Видимо что-то необычное явилось у меня на лице, потому что Марат Семёнович неожиданно пристально посмотрел на меня, и спросил:

– Чем провинились?

– В смысле? – смешалась я как девчонка.

– Не начальница. Значит, либо в наказание заставили присматривать за мной, либо… бессемейная.

– Есть такая буква.

– Что так?

– А вы ничего не видите у меня на лице?

– Вижу, – после паузы, вглядевшись, сказал Марат Семёнович.

Я внутренне сжалась: сейчас скажет о «масляных пятнах»…

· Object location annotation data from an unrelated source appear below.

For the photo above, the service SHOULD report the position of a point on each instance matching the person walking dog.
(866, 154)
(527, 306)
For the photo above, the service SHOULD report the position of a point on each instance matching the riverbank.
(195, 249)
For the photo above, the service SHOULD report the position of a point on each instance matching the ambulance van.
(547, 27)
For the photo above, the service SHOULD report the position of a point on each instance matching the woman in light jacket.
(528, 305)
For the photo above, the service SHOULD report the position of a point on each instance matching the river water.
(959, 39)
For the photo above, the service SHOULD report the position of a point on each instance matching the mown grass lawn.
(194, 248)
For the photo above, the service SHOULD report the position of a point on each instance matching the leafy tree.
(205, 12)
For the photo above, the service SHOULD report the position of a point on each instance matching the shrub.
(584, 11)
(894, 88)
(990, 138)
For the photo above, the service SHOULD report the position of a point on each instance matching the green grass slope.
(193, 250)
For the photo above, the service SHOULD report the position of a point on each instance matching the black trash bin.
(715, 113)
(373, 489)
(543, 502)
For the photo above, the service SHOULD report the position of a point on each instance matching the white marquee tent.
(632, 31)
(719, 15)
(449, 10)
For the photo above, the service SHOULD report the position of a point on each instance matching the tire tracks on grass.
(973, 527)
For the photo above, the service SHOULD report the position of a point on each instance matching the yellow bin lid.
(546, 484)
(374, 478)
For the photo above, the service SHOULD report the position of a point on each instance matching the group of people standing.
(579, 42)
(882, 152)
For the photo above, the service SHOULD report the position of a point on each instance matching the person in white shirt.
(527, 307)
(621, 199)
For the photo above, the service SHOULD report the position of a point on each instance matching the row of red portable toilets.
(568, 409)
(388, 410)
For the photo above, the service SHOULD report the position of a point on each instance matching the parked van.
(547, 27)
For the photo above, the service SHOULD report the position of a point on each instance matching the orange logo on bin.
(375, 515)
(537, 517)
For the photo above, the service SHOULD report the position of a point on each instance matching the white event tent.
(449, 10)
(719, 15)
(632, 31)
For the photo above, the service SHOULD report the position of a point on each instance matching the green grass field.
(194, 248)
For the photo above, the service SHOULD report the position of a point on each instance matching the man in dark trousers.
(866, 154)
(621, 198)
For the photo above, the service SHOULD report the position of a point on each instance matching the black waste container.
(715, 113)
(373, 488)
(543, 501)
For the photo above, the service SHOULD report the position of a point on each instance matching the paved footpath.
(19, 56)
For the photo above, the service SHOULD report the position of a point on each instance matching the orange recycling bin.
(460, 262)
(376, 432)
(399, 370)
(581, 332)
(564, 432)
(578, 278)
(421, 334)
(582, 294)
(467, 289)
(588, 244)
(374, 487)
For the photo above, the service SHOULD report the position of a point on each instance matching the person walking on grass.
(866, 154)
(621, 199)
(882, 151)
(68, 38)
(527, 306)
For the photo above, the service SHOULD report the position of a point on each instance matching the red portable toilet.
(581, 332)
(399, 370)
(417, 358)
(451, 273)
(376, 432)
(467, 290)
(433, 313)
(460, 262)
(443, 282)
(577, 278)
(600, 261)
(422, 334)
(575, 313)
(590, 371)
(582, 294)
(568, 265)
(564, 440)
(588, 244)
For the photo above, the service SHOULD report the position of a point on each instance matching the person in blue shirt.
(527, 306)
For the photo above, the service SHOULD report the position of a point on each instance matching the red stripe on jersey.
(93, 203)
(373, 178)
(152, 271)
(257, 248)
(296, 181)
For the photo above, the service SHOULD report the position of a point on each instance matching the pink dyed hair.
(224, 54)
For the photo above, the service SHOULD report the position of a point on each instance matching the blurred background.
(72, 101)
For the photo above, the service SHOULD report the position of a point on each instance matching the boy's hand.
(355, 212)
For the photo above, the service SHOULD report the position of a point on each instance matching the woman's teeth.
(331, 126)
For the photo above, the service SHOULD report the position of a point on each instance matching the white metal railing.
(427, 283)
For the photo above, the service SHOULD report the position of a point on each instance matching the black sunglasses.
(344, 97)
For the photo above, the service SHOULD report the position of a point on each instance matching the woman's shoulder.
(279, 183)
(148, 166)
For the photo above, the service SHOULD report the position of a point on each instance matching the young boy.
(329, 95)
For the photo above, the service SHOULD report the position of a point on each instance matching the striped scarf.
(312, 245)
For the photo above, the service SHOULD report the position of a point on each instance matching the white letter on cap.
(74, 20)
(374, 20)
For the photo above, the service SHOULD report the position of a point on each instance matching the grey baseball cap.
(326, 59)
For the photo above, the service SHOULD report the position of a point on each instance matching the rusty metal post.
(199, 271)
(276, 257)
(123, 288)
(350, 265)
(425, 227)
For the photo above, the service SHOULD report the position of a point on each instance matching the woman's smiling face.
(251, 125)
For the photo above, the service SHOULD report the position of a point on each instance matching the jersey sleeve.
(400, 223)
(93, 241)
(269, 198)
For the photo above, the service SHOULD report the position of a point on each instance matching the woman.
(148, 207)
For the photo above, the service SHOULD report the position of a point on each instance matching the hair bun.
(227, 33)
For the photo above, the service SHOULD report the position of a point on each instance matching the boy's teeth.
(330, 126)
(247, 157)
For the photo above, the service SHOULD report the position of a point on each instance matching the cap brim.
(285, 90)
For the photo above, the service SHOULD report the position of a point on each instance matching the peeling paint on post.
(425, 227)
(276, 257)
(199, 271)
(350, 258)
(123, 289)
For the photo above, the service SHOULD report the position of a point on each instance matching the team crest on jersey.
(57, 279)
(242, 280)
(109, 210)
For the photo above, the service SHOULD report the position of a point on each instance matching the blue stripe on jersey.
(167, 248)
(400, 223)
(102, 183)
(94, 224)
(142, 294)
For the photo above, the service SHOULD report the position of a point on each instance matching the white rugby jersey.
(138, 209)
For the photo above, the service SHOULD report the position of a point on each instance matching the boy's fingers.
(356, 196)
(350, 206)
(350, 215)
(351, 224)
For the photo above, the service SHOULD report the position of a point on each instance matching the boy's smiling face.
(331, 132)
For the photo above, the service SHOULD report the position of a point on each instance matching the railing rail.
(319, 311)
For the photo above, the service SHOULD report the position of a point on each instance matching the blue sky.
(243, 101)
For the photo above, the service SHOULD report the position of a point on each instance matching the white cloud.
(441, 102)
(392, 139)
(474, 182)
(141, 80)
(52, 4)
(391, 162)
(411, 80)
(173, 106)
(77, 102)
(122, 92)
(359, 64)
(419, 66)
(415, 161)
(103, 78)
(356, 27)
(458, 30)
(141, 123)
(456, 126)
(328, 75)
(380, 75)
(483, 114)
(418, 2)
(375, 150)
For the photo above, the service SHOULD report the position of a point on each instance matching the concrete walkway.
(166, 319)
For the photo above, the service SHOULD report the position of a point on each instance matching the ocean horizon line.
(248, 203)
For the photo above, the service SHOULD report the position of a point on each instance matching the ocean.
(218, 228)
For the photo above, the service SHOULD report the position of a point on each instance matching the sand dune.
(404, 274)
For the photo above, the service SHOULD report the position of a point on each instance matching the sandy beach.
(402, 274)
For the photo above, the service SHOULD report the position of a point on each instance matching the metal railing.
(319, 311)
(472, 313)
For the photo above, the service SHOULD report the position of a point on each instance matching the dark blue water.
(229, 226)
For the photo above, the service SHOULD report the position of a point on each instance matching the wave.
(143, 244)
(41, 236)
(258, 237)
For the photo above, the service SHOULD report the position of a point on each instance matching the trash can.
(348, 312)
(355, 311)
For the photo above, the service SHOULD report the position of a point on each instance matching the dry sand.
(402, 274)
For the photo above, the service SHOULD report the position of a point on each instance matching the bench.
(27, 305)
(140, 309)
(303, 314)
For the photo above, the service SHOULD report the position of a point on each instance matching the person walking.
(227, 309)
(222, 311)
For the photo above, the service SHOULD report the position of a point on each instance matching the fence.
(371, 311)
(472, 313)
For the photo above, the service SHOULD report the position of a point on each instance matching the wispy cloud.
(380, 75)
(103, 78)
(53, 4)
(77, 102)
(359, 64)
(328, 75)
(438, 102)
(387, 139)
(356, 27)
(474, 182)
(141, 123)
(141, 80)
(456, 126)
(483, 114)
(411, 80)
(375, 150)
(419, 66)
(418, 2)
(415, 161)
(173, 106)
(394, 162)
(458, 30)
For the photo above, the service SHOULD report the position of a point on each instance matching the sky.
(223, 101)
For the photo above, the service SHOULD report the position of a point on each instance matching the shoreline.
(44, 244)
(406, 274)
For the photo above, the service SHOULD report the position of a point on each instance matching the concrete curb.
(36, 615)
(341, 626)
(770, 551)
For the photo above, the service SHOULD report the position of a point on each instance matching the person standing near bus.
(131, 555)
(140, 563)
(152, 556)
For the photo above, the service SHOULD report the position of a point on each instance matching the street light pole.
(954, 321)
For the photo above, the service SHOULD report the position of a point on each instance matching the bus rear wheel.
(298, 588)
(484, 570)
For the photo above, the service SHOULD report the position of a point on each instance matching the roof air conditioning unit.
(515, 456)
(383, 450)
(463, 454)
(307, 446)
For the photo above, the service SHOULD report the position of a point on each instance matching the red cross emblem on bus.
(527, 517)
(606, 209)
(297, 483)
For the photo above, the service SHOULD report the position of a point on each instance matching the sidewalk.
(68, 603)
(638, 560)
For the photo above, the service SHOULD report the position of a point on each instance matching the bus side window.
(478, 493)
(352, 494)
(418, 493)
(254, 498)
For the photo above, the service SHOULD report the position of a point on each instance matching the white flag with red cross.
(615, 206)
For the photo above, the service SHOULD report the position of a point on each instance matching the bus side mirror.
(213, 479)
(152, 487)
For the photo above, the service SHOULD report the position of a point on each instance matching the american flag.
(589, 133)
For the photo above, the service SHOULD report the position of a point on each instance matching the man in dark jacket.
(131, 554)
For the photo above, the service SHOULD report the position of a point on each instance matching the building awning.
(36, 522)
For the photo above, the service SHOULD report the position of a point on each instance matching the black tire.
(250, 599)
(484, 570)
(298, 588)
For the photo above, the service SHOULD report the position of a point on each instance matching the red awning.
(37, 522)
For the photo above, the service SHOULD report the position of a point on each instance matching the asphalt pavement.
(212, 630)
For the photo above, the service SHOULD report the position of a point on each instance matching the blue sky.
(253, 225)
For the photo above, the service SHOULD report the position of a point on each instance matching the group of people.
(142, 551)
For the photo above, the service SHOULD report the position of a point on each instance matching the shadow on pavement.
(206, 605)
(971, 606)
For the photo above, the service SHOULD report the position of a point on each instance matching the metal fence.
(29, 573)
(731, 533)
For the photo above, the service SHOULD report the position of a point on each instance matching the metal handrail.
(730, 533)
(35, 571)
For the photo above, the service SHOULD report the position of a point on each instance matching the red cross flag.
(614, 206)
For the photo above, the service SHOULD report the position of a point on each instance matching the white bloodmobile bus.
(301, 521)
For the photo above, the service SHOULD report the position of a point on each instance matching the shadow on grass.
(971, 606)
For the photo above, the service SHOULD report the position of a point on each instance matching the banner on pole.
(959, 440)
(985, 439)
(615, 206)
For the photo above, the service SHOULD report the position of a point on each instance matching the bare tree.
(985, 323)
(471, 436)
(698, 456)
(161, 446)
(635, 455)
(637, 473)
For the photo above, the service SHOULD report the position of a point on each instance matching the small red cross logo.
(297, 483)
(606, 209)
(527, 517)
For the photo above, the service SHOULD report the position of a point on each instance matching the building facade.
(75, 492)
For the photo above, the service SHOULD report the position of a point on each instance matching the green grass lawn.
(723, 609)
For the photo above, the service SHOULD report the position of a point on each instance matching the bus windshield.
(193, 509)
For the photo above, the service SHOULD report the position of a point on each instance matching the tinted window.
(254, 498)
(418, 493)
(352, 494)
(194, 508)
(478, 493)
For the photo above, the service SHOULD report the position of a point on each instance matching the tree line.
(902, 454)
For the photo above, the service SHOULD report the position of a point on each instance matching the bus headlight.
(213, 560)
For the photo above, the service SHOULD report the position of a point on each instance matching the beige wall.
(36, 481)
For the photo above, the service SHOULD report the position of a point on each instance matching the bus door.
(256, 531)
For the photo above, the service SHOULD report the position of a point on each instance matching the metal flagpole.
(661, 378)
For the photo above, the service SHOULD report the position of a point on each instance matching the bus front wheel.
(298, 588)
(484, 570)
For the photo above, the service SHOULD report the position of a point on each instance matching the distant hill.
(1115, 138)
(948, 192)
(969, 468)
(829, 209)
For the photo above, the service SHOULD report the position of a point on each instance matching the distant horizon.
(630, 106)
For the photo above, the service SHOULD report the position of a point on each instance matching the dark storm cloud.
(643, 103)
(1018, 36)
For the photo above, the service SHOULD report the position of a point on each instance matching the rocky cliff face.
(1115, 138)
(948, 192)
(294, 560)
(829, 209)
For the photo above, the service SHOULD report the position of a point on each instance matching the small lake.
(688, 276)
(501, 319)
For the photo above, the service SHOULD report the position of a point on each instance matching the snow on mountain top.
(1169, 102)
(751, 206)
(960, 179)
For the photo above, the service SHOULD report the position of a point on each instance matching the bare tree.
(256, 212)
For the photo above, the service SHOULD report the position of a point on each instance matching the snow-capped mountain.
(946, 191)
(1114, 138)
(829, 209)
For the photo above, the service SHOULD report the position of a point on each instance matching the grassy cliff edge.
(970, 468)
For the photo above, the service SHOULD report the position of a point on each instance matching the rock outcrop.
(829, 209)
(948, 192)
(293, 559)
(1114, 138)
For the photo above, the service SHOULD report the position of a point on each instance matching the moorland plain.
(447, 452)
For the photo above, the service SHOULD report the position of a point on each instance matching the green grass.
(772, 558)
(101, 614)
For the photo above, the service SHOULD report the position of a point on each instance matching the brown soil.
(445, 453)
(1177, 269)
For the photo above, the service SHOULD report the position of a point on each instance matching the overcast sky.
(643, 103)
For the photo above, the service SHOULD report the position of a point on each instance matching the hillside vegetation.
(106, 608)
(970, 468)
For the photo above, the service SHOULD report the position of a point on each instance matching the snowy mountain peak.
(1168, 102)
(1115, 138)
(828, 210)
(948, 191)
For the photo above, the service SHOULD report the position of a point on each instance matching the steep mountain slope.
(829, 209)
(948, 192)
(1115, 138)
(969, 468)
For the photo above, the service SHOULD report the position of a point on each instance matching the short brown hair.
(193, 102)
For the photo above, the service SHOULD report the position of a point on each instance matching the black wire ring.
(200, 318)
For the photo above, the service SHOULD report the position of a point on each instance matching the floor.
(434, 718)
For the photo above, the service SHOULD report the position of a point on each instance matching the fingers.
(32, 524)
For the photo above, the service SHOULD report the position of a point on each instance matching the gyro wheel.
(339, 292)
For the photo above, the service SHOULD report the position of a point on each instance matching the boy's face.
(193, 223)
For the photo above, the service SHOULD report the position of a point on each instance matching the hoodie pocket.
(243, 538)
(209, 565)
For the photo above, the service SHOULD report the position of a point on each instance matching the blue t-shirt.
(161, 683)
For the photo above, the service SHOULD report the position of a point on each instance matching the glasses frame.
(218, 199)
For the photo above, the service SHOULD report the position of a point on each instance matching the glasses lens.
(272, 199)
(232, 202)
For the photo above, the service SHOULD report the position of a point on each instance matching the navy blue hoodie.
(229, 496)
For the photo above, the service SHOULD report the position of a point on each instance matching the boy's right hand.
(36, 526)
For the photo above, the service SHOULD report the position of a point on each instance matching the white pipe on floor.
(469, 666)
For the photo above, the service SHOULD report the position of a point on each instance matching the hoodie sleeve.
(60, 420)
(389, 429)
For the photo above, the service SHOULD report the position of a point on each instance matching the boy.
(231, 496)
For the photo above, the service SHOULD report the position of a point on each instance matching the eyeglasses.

– Глубокая печаль и, пожалуй, обида.

Едва он произнёс это, я зауважала его как близкого, как… друга. Жгучие карие глаза с густыми ресницами манили, притягивали. Но это был не похотливый мужской взгляд, нет, он не лез, как говорится, под юбку, не раздевал, дабы лицезреть мои прелести, нет, он… проник дальше, вглубь души, в самые тёмные уголки её… И в них не появилась жалость от увиденного… они искренне по дружески сочувствовали. Меня буквально затрясло сладкой дрожью, в душе полыхнула заря восхода. Впервые мужчина смотрел на меня ТАК! Впервые видел человека, личность, а не бабу, объект для траханья! Господи! Неужели Он! Неужели прощай проклятье! Да здравствует Акулина Калиновна! Многие лета!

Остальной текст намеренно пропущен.